Après Shell et BG Group, vers un mouvement de concentration dans le secteur pétrolier?
La dernière fois que l'on a vu des opérations de cette taille c'était en 1998 lorsque Exxon et Mobil ont fusionné pour 73 milliards de dollars ou que BP a racheté Amoco pour 48,2 milliards de dollars, relève Michael Hewson, analyste chez CMC Markets.
Peu après, Total - alors Totalfina - fusionnait avec Elf pour devenir une des majors du secteur.
Le point commun entre ces deux périodes: la brutale chute des cours du brut. S'ils ne sont pas tombés à moins de 20 dollars le baril comme il y a 15 ans, les prix de l'or noir ont perdu plus de 60% depuis l'été dernier et évoluent à moins de 50 dollars.
Dans ce contexte, les compagnies pétrolières ont vu leurs marges se réduire et ont annoncé ces derniers mois une réduction de leurs investissements.
Les premières victimes de ce serrage de ceinture ont été les sociétés de services pétroliers où les grandes manoeuvres ont déjà commencé.L'américain Halliburton a racheté son compatriote Baker Hugues, Schlumberger est en passe d'acquérir 45,6% du russe EDC, sans parler de la tentative avortée du français Technip de s'emparer de CGG.
Beaucoup de pétroliers pensent que l'on va rentrer dans une période plutôt longue de prix de pétrole relativement bas et donc l'idée de faire des fusions est motivée par la volonté d'avoir des économies d'échelle et des synergies, explique Colette Lewiner, experte du secteur de l'énergie chez Capgemini.

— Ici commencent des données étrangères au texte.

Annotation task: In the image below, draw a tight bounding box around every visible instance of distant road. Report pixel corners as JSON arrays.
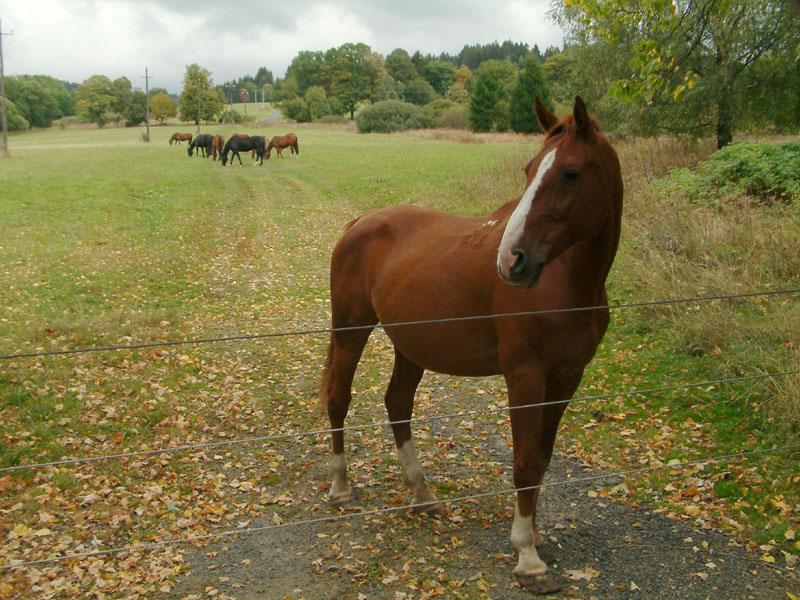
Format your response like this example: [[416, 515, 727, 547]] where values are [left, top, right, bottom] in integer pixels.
[[264, 108, 283, 123]]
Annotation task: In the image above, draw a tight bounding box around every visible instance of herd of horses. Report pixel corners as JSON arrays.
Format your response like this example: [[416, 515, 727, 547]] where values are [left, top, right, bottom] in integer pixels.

Shell compte ainsi réaliser 2,5 milliards de dollars de synergies avec l'acquisition de BG.
Ces opérations sont favorisées par la baisse des capitalisations boursières de nombreuses sociétés moyennes dans la foulée de la chute des cours, rendant des acquisitions moins onéreuses.
Une opportunité renforcée par la baisse des taux d'intérêt, notamment en Europe sous l'action de la Banque centrale européenne et qui peut favoriser le financement de ces opérations, note Guy Maisonnier, économiste au centre de recherche IFP Energies Nouvelles.
- les réserves dans le viseur -
Les compagnies se sont habituées à un prix de 100 dollars le baril et beaucoup ont besoin d'un prix entre 40 et 60 dollars pour être à l'équilibre, donc nous pourrions voir d'autres opérations du genre de celle de Shell et BG Group, estime Christian Stadler, chercheur à la Warwick Business School.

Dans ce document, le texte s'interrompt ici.